А уж на другой день Шляпников, будто почувствовав, прибежал к ним с утра. Петровна с Аней как раз ругались с Кириллом Алексеевичем. Это надо же, оставила вчера Аня сумку, везла Алешке муксуна соленого, кедровые орехи и шишки, а хватилась сегодня — нет ничего. Даже и не поняла сначала, что украли; всю сумку перерыла, все вверх дном перевернула, старуха и спроси:
— Чего ищешь-то?
— Да вот везла Алешке кой-что.
— И-и… — покачала головой Петровна. — Кто ж при Братове этом, при Кирилле проклятущем Алексеевиче добро оставляет?
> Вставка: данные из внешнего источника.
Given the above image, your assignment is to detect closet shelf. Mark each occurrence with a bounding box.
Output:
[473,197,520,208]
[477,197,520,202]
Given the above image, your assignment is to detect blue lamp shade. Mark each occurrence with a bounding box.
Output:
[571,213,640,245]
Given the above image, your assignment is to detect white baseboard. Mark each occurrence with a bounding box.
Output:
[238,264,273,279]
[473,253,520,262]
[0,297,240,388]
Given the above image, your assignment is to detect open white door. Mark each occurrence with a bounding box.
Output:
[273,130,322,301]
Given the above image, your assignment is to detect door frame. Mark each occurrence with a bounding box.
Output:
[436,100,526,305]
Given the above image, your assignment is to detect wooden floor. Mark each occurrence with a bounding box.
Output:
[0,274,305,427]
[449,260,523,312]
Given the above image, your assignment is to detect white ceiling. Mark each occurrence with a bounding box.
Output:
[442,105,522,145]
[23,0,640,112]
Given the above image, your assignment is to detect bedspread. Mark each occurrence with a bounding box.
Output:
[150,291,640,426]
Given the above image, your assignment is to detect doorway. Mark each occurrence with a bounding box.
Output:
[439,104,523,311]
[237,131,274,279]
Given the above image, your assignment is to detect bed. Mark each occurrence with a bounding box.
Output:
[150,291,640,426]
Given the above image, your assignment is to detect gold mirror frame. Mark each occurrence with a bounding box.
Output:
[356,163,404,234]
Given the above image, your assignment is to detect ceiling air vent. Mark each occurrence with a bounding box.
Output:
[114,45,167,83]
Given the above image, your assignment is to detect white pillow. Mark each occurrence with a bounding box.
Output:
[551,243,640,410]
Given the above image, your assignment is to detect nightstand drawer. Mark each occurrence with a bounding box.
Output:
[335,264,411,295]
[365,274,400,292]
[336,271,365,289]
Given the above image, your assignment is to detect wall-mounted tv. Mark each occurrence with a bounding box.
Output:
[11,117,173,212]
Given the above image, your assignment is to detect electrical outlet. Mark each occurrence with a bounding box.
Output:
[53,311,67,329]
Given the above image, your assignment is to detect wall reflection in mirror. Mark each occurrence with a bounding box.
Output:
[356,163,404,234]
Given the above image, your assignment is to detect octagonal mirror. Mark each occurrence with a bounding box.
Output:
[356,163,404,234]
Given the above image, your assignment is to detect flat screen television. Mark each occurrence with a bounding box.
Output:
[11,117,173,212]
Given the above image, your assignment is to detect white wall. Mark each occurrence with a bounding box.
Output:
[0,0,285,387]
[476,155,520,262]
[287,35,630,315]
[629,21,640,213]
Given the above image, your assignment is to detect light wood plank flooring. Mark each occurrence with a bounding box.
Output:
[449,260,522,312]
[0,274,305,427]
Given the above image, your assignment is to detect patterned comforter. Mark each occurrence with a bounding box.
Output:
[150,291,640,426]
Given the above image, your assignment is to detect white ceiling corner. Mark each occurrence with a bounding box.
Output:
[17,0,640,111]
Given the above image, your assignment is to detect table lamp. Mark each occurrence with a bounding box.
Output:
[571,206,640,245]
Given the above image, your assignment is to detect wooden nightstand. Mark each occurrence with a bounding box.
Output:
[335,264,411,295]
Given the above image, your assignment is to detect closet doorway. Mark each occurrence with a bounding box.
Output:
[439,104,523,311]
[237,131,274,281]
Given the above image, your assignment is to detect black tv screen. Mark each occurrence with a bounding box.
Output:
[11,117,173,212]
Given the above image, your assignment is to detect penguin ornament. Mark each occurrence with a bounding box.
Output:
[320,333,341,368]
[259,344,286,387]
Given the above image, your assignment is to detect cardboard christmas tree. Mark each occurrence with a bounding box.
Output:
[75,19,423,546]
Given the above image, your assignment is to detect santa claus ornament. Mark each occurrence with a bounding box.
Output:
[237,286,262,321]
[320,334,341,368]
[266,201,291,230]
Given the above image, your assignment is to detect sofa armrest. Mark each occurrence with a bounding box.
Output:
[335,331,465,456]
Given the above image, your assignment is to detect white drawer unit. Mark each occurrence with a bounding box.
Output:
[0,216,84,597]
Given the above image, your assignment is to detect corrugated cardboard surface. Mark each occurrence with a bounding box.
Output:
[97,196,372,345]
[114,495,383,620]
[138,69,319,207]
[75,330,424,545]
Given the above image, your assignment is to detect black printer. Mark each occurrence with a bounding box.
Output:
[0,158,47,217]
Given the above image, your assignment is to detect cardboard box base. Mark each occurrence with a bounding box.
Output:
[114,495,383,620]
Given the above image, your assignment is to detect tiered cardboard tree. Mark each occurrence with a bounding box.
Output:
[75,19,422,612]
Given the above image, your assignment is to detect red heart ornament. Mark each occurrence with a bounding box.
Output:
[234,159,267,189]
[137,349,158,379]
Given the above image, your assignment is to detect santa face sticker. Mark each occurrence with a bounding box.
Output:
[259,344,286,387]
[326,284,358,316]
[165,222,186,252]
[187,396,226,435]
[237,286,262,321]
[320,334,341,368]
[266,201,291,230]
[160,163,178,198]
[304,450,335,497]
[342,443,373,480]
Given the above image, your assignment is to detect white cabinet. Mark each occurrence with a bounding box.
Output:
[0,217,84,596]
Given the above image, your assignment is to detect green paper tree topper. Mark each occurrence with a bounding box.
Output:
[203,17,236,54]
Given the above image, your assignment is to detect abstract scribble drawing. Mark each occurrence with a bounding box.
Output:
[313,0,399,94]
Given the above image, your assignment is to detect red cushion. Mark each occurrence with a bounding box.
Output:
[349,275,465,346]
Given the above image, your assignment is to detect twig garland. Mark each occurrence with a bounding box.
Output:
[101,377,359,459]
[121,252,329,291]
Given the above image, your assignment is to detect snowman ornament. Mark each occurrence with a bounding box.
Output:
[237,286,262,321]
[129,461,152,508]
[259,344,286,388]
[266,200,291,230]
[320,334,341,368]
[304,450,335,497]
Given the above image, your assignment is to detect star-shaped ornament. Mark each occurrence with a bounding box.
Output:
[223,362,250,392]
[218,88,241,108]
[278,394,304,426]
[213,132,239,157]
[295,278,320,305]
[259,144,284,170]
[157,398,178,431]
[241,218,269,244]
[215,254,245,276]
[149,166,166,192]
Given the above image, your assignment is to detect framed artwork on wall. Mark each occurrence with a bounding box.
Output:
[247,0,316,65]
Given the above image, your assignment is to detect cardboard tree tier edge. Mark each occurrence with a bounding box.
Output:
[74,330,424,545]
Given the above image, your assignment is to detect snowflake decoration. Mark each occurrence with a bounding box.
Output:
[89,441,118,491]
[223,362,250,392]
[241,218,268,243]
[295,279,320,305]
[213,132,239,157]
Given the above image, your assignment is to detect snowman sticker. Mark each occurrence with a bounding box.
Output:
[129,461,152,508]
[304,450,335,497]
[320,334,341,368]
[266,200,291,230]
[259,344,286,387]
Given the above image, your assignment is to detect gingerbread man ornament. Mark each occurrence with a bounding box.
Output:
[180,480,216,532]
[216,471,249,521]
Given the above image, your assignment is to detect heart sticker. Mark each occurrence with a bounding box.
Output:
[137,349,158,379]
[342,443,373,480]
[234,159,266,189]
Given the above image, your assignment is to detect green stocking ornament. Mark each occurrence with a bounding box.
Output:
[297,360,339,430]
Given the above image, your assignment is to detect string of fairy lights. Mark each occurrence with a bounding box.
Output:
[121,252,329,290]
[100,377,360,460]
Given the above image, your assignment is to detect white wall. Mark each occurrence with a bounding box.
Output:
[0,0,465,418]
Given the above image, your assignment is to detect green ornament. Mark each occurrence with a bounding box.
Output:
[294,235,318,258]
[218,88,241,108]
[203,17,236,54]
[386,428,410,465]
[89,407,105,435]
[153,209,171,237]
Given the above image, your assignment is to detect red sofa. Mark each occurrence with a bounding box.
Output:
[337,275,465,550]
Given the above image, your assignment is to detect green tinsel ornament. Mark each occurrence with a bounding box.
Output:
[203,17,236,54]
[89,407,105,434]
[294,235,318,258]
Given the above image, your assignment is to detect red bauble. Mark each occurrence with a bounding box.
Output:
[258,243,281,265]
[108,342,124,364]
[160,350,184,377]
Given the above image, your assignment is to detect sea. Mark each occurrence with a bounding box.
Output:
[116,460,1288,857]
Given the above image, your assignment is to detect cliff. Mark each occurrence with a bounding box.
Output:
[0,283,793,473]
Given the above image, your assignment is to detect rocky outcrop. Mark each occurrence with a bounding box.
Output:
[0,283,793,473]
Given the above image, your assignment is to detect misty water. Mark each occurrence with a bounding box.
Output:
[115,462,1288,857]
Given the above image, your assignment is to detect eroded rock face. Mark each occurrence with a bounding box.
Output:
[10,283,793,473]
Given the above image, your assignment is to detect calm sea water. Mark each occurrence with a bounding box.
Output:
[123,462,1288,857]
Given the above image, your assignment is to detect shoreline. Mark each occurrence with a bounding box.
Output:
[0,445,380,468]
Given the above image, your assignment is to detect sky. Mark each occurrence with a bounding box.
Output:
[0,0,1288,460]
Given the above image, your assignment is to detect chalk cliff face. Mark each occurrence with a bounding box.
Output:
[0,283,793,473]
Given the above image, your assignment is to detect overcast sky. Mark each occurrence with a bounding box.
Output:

— Мам, ну неужели даже это может взять?
— Да што угодно. Ему едино. Эй, супостат, ты, што ль, рылся в Аниной сумке?
Кирилл Братов сидел на крыльце, пил понемногу водку, отрешенными глазами поглядывая вокруг.
— Чужое — это выдумка, — ответил он спокойно. — Вещей в природе — своих или чужих — такого нет в природе. Твое — значит, мое.
— Ага, значит, ты у нас воровать будешь, сколь тебе влезет, а мы, значит, соглашайся?
— Бедный род человеческий. Говорят о воровстве, когда надо говорить о погибели.
Старуха и сама не знала, что с ней случилось, вдруг помутилось как-то в голове, взяла да и с размаха отвесила Кириллу Братову хороший подзатыльник.
— Вот тебе! — еще и присказала.
И в эту именно минуту в ворота вошел Шляпников.
Братов, пораженный до глубины души старухиным подзатыльником, которым его еще никогда в жизни не награждали, уставился на Петровну — даже и слова сказать не мог, только шамкал губами. Вообще эта минута была хороша, Аня даже прыснула легонько. Старуха стояла над Братовым как коршуниха, нахохлившаяся, разъяренная.